More about notebooks

with 3 comments

Since the beginning of the Covid-19 shutdown I have been keeping a journal. Not another blog but the old fashioned kind that you put on paper in a book with a pen.

The idea came from someone I knew from WordCamp or some similar blogging conference years ago. On Facebook she was encouraging people to write about their experiences, because she is an archivist and she is concerned about what will happen in the future. It is unlikely that the technology we now use to store blogs and pictures will be readable indefinitely. She suggested twenty years – but that seems a bit pessimistic to me. After all I know many people who still use film in their cameras and vinyl discs on their stereos and both are long superseded technologies. Even so I quite liked idea, since I have been writing in notebooks for a while. Most of my early blog posts started off as notes taken at meetings. I could scribble far faster than I could type, so I was able to make good contemporaneous notes – a skill I had developed at work back in the days before laptops or tablets. Before PalmPilots even, remember them?

So the first entries in what I called The Plague Diaries were written in a Moleskine notebook that I had lying around.

That is what now appears at the top of this document. In the original version a scan I had made with my phone using a Google app appeared here – with a complaint about Canon software. That has now been updated and I can once again use Image Capture to operate my scanner. But I am blowed if WP block editor will actually allow me to put the new scan into this space which is where I wanted it. So I have got rid of one problem just to find two more.


And it turns out that I was wrong. I could have bought a refill for the fountain pen I was using. It was just that the shop I went to did not know that.

The Moleskine I had was bought in 2005, when journalling was recommended by whoever it was I was sent to deal with depression. Well it didn’t help then but the Moleskine did get used for a variety of purposes, and I thought that it would last. It did not seem likely that I would need much more than a replacement pen. And anyway there are notebooks lying around unused. My partner seems to get one free whenever she does some professional development course or other. Trouble is they are nothing like as good as a Moleskine. Well, I did get something free myself from The Guardian, as thanks for my subscription. That became Volume 2 (14 March to 29 April) and Volume 3 is from an unknown source but the paper was highly absorbent, bled through (i.e. making it hard to be legible when written on both sides) and was actually falling apart and had to be repaired with duct tape.

There are some of the healthcare pro freebies but all have lined paper.

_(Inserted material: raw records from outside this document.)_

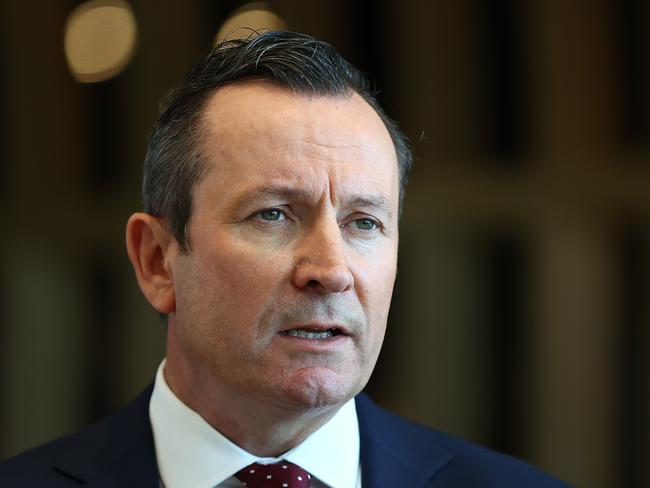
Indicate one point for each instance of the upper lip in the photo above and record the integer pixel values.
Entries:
(319, 327)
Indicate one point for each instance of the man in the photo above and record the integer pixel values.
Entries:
(272, 190)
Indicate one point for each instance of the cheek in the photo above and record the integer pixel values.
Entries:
(240, 280)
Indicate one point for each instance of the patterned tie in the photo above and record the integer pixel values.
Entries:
(279, 475)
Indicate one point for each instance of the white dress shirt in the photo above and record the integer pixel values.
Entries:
(192, 454)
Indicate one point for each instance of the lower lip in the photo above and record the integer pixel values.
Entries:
(316, 344)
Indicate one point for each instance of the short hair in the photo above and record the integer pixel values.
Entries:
(174, 162)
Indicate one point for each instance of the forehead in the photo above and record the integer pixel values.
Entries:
(256, 132)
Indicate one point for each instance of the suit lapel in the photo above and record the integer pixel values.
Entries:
(395, 452)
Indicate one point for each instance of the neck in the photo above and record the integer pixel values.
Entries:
(261, 428)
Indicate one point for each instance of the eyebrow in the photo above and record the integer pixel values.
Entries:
(375, 202)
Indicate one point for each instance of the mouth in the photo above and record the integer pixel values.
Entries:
(314, 333)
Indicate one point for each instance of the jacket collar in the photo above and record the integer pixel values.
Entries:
(394, 451)
(120, 450)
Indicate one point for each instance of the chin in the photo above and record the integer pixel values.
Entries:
(317, 388)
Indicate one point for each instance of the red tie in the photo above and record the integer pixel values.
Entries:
(279, 475)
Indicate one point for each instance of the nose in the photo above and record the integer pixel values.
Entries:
(322, 263)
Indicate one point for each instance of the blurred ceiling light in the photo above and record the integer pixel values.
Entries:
(252, 16)
(99, 39)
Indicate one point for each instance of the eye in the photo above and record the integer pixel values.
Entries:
(366, 224)
(271, 214)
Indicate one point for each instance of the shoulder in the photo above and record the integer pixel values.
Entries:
(84, 455)
(450, 461)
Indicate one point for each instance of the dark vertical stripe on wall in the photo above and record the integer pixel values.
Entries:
(216, 14)
(104, 335)
(5, 201)
(103, 169)
(506, 266)
(501, 81)
(634, 451)
(635, 69)
(367, 46)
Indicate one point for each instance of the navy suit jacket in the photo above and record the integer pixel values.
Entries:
(119, 452)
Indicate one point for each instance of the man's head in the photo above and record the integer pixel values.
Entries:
(299, 63)
(273, 195)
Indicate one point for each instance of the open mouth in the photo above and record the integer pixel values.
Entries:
(311, 333)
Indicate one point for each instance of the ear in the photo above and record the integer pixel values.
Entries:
(150, 246)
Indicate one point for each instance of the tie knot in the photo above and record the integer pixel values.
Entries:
(277, 475)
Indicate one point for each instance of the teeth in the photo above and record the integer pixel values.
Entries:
(308, 334)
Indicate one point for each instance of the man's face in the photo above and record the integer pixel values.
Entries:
(283, 295)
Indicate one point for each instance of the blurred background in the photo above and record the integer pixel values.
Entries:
(521, 317)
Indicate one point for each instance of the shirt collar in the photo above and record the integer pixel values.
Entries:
(191, 453)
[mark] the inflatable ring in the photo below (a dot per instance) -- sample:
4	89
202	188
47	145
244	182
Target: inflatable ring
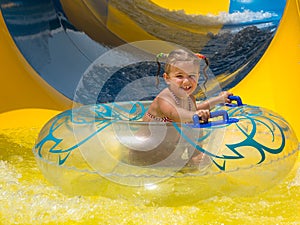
107	150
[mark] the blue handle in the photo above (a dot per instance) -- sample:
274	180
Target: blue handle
237	99
223	113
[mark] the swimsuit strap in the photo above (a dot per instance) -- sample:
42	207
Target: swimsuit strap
160	119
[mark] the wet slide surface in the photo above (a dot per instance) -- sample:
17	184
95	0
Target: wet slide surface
35	87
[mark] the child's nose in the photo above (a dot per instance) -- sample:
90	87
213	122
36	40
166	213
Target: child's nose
186	80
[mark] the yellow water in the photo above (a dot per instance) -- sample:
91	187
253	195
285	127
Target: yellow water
26	197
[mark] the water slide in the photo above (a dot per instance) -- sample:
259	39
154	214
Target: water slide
27	95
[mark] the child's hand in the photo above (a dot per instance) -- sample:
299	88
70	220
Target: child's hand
224	97
204	115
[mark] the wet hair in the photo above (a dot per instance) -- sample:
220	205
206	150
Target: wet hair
180	55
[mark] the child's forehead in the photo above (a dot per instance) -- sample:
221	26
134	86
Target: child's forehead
185	66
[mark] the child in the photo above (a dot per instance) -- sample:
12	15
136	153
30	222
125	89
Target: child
176	103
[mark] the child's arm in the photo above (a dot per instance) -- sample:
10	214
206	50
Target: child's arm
212	102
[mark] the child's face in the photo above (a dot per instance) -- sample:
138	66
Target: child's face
183	78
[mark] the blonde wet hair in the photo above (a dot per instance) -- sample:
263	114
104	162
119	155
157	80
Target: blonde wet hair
180	55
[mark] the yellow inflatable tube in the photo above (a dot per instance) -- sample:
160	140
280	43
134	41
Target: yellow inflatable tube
107	150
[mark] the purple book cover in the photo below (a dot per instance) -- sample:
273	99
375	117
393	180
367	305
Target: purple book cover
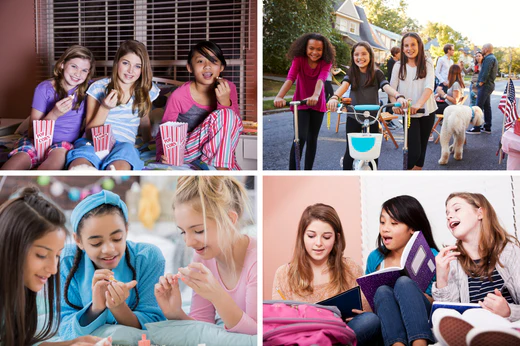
417	261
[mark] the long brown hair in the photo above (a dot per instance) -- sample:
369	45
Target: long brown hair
355	75
141	87
73	52
24	220
420	59
300	271
493	238
455	75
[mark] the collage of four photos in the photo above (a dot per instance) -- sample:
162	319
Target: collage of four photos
148	193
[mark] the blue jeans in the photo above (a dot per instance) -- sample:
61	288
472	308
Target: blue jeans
484	102
367	328
403	311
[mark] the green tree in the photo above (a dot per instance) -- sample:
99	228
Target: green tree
284	21
386	16
444	34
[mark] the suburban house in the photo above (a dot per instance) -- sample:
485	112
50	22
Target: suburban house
352	23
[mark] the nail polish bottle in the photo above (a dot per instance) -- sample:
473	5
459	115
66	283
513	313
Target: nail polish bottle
144	342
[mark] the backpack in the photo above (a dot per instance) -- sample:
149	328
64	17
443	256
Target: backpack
295	323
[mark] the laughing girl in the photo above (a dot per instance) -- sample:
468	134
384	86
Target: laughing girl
403	309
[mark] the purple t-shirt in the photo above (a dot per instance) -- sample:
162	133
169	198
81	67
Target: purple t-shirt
67	126
307	79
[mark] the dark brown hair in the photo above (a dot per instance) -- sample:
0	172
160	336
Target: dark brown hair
102	210
355	73
493	238
73	52
408	210
141	87
420	59
300	272
299	47
23	221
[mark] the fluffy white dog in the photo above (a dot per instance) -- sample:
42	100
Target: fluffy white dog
457	118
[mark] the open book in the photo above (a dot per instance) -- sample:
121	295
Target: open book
345	302
417	262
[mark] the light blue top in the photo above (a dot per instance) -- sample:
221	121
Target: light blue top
375	258
123	119
148	262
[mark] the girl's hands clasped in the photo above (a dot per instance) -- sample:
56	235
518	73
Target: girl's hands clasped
442	262
201	280
168	296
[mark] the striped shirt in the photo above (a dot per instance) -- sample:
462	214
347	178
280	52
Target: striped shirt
480	287
124	121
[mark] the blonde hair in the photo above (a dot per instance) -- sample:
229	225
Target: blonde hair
143	85
215	197
493	238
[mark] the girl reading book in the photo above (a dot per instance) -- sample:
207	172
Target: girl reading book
403	309
482	267
319	271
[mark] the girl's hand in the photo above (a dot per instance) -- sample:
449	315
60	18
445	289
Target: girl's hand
63	106
398	110
442	262
223	93
312	101
201	280
110	101
118	292
496	303
88	340
279	102
99	287
168	296
332	105
357	312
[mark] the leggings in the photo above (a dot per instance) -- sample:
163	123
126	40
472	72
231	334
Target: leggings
418	135
354	126
309	124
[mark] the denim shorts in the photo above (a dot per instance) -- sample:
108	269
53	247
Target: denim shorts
122	151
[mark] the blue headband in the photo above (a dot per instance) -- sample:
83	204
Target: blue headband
94	201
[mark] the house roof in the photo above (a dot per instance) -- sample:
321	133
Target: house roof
367	33
385	32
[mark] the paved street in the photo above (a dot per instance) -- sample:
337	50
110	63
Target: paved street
479	152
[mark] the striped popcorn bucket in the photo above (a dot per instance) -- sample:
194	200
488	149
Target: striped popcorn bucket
174	137
103	140
43	133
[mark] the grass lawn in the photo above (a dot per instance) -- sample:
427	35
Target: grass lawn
272	87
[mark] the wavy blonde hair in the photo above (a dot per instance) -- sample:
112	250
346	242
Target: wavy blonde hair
215	197
493	238
142	86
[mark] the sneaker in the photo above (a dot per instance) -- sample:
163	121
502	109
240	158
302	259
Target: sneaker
452	331
490	336
474	131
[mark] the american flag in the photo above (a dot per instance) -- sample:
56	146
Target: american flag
507	105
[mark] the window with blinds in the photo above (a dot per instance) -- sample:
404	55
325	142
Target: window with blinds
168	29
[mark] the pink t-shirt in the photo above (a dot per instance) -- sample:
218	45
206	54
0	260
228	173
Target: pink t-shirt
307	78
244	293
182	107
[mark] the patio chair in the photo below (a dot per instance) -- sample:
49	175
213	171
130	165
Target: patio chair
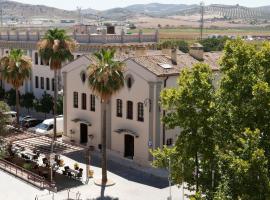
70	175
64	172
79	175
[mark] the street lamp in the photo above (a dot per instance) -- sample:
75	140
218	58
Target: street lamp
170	179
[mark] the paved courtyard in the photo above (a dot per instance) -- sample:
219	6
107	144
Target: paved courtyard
130	184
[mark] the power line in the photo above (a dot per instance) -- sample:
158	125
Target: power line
1	17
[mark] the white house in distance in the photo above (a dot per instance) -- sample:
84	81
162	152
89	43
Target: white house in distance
134	114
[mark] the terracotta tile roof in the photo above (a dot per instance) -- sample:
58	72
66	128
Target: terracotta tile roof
153	62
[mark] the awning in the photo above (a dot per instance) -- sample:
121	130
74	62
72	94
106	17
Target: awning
120	131
77	120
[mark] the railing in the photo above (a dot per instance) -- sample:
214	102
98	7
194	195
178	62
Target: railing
83	38
26	175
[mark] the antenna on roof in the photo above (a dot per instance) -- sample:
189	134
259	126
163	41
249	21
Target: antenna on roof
79	9
202	19
1	17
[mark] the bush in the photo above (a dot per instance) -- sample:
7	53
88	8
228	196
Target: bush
10	97
214	44
27	100
27	166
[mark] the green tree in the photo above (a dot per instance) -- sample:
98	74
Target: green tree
15	69
189	106
55	48
246	166
3	118
27	100
243	107
105	78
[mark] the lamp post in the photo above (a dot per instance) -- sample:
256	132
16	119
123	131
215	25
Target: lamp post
170	180
88	158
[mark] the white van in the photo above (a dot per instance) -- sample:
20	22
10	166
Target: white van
46	127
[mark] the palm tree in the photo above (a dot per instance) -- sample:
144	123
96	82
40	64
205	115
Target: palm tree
105	78
15	69
55	48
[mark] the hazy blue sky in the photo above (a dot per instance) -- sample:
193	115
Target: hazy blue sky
105	4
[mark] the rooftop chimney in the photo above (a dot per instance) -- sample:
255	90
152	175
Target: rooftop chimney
140	51
174	56
196	51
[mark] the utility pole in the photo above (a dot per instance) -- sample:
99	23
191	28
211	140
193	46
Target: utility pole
1	17
80	15
202	19
170	179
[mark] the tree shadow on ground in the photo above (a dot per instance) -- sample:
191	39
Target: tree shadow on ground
128	173
102	195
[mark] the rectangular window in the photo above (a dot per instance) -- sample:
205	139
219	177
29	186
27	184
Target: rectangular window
36	58
42	82
53	84
75	99
119	106
36	81
169	142
140	112
83	101
47	84
129	110
92	103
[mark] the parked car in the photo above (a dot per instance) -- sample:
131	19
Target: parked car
22	118
11	116
46	127
30	122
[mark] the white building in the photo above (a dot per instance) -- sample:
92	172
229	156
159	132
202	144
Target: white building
42	77
133	114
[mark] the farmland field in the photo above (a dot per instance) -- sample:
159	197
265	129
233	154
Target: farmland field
194	33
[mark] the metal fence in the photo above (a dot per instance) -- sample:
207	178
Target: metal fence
26	175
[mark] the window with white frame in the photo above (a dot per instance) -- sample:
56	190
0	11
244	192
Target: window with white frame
140	112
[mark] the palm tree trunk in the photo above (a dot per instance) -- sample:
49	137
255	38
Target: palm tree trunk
17	105
104	146
55	103
197	171
54	119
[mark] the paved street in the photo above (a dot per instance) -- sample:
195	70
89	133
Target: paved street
130	184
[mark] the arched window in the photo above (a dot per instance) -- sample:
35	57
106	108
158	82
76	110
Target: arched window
129	81
129	110
83	76
36	58
140	112
119	107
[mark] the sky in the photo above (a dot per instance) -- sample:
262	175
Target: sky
106	4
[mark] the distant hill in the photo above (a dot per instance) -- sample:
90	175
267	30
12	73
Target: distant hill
157	9
24	12
20	11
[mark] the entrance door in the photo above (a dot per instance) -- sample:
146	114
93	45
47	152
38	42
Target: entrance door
84	133
129	146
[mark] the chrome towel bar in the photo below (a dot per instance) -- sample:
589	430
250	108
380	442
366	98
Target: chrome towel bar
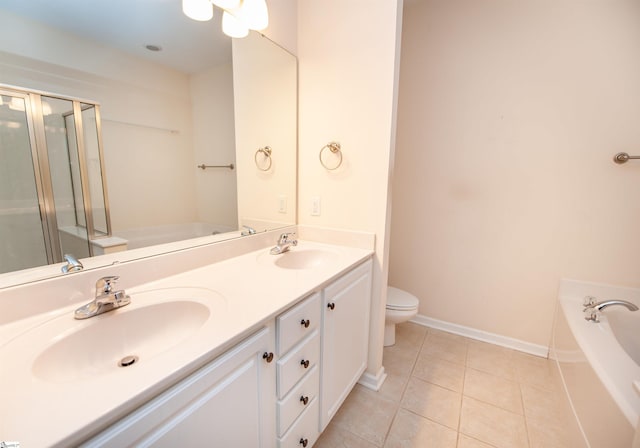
623	157
204	167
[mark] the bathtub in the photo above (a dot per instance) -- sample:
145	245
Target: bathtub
168	233
599	363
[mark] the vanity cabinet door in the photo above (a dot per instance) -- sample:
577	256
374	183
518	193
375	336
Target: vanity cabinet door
228	403
345	338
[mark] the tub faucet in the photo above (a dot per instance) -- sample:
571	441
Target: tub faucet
106	299
592	307
284	244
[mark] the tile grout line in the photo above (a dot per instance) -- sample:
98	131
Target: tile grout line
404	389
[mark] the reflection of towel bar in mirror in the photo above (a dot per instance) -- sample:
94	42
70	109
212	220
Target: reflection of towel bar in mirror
204	167
623	157
266	151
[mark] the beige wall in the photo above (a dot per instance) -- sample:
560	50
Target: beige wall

I went to Granville Island thinking that I could buy a new Moleskine – just like Volume 1 – at Paper~Ya. Somewhat to my surprise the sales lady said that I could do better for cheaper. After all, you are paying quite a lot for the brand name alone. Midori paper is much better than that used by Moleskine, and the notebook is considerably cheaper. The lack of a hard cover is not an issue since I won’t be carrying it around with me and it is anyway too large for my pockets at A5 (European standard).

Midori notebook made in Japan

It was also in  Paper-Ya that I found these pens – for very little money.

Japanese notebook and pens

This is the inside first page. The black pen is a Pentel Plastic Fountain Pen. Made in Japan. The nib is 24 carat plastic. Refillable! I wish I had known that sooner as I recently threw an empty one away! The blue one is a Platinum Preppy F 0.3 which comes without the cartridge being inserted for use, but loose inside the pen. Also Made in Japan.

I am now ending Volume 3 and will start on Volume 4 tomorrow, but I can say categorically that writing in the Midori is a great pleasure – even though I am still using the cheap Chinese pen I bought on line when the previous Pentel Plastic ran out. By the way, beware of online ads. The Jinhao X450 I bought from for nearly $20 is available elsewhere for $5! It has also had to be repaired twice (Gorilla Glue) as the pencap and its plastic liner kept parting company. It works well enough and you might even be able to find cartridges for it but I bought a bottle of Quink – something I haven’t done for many years.

The one thing I have not done is try to go back to italic writing something I taught myself to do from a book my brother bought. He had a very legible hand. Mine looked much worse – and was not really much better with a proper calligraphic pen. It was also far too slow for note taking – but pretty useful for slowing down creative writing since it needed more care and thought.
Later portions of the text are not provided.